Democrats are blocking the bill because of language that would use the Hyde Amendment to prevent fee revenue from being used to pay for abortions. They’re posturing on the issue in an effort to look strong on women’s issues, but the mainstream media is turning on the minority caucus. Some of the nation’s most widely-read publications have come out in favor of the bill, in spite of its invocation of the Hyde Amendment.
The Washington Post ed board has their quibbles with the bill, but they still want Dems to do it…for the children:
IT IS estimated that 100,000 children each year are trafficked for sex in the United States. Lax laws and modern technology enable the predators, while their young victims often are treated like criminals instead of getting the help they need. Congress last week seemed poised to do something about this. Then politics intervened. This week the question will be whether senators can put the interests of scared, abused children ahead of the chance to score political points.
The Baltimore Sun takes a more liberal perspective on the idea of using the Hyde Amendment to limit treatment (in this case, abortion is the “treatment” being limited) but they’re still going to side with the JVTA:
In more ideal circumstances, women would be free to make personal, private and legal health care decisions on their own without such interference from Congress. The House version of the bill doesn’t contain the anti-abortion language, incidentally. But Senate Democrats can’t allow the perfect to be the enemy of the good — the legislation provides law enforcement across the country additional resources to combat human trafficking and collects funds to compensate victims. To this point, it has had strong bipartisan support. The Democrats don’t have the numbers to remove the offending provisions, only to filibuster the bill.
This is not some minor concern. What we refer to as human trafficking is simply a modern incarnation of slavery. Its victims, often children, are frequently forced into sexual service, domestic servitude, or farm or other commercial labor against their will for years at a time. In the U.S. alone, it’s practitioners have earned billions of dollars using violence, threats or other forms of manipulation on their victims.
The Corpus Christi Caller-Times stood with pro-choice advocates like Wendy Davis in opposition to Texas’ pro-life legislative agenda, and even they can’t see a reason to oppose this bill:
Cornyn’s bill is a step forward, not backward, in advocacy for women. It would encourage law enforcement to pursue the traffickers who turn women and children into unwilling participants in sex trade. It also would use the fines paid by traffickers to establish a $30 million fund to help trafficking victims.

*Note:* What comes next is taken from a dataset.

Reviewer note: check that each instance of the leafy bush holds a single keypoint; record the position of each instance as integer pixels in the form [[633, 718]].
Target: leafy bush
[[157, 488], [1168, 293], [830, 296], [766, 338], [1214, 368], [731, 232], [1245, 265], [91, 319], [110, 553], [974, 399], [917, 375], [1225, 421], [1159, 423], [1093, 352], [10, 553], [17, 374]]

The bill includes the well-known Hyde Amendment, a regular feature of appropriations bills since 1976, which prohibits tax money from being used for abortion. In the Cornyn bill, the Hyde amendment’s application is distinct in that the funding is from fines, not taxes, and the authorization is for five years rather than one. Those distinctions are no reason to oppose the bill in the name of abortion-rights orthodoxy, as Senate Democrats have done. The funding source still is federal and Hyde Amendment approvals are routine.
The LA Times doesn’t like the Hyde Amendment on its best day, but they don’t think Democrats should hold the bill hostage over it:
The bill got stopped in its tracks when Senate Democrats belatedly noticed that the victims’ fund would be covered by the restrictions of the Hyde Amendment, which forbids the use of federal money for abortions. That has ignited a nasty fight, with Democrats accusing Republicans of overreaching by refusing abortion services to trafficked girls and women, and Republicans accusing Democrats of trying to undermine a long-established law.
This page has never approved of the Hyde Amendment, and we have no desire to see its restrictions imposed on this bill or any other, for that matter. But the Hyde Amendment has been the law for many years. A fight over whether a fraction of the projected millions of dollars in aid to victims of trafficking and hunters of traffickers can be used on abortion services seems fruitless, and the bill should not be derailed by such a fight.
If the mainstream media can get behind this bill—even in spite of their sometimes strenuous objections to the use of the Hyde Amendment’s provisions preventing federally-funded abortions—why can’t Democrats?